Optimize global and local size vs WORK_GROUP_SIZE_MULTIPLE

Hi all

According to spec 1.0

  • CL_DEVICE_MAX_WORK_ITEM_SIZES : Maximum number of work-items that can be specified in each dimension of the work-group to [clEnqueueNDRangeKernel]
  • in my case this is 24

According to spec 1.1

  • CL_KERNEL_PREFERRED_WORK_GROUP_SIZE_MULTIPLE: Returns the preferred multiple of workgroup size for launch. This is a performance hint.
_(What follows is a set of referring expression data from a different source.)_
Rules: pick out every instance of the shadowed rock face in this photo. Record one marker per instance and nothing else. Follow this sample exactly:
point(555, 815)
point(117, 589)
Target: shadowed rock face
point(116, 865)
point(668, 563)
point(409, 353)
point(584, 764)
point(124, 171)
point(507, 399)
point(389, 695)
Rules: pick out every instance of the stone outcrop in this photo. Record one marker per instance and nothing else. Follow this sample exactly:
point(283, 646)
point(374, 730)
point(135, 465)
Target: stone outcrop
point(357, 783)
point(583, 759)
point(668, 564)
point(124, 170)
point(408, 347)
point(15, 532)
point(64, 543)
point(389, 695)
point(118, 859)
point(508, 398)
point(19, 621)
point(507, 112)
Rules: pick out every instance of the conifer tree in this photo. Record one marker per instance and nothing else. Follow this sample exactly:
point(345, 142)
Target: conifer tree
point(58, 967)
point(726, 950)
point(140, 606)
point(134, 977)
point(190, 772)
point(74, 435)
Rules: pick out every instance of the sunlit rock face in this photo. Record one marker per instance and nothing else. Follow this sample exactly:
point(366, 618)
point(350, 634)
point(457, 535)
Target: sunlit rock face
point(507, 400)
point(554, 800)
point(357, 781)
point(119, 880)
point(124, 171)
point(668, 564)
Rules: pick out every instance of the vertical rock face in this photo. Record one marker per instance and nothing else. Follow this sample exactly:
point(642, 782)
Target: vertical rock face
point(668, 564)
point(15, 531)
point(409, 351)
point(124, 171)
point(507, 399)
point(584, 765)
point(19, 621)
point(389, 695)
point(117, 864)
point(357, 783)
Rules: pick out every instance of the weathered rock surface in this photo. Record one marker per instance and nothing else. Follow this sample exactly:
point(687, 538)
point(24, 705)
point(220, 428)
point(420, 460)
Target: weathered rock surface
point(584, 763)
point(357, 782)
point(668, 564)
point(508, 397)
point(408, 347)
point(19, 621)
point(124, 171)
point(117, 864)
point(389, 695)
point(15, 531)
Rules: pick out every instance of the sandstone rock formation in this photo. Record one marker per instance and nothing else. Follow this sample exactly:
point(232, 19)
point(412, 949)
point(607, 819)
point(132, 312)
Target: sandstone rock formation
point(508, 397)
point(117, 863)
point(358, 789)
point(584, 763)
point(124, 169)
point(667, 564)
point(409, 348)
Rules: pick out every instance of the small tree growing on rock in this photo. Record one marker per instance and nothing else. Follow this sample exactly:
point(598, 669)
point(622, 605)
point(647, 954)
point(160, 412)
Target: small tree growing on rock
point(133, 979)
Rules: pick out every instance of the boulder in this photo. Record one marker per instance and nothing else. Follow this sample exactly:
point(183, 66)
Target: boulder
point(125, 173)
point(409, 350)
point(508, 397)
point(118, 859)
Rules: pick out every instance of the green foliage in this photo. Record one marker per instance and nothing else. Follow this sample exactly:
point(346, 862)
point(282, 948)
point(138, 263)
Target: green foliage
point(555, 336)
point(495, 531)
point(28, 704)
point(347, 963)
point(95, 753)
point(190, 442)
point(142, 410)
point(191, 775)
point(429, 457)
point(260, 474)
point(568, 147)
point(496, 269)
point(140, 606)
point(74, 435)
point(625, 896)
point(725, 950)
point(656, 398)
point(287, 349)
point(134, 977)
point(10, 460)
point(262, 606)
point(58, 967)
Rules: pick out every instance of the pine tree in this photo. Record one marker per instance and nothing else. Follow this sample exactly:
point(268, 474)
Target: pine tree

Specifying a workgroup size that is not a multiple of the value returned by this query as the value of the local work size argument to [clEnqueueNDRangeKernel] will not fail to enqueue the kernel for execution unless the work-group size specified is larger than the device maximum
  • in my case 32 (analogous to warp size in CUDA)

Now how can clEnqueueNDRangeKernel() have local a multiple of 32 whereas at the same time global that is supposed to be a multiple of local is less than 24. I certainly missunderstood something…

  1. The only combination I can work is {global = 32, local = 32}. I presume this is not efficient at all ?
  2. Is {global = 32 * 24 local = 32} correct ?
  3. Is {global = 24, local = 32} correct ? (that is we do not have to set global a multiple of local as reported elsewhere)
  4. Why some people reported that global must be evenly divisible by local, is that true ?

If anybody could tell me what I miss here, that would be a great help !
Thanks in advance
best regards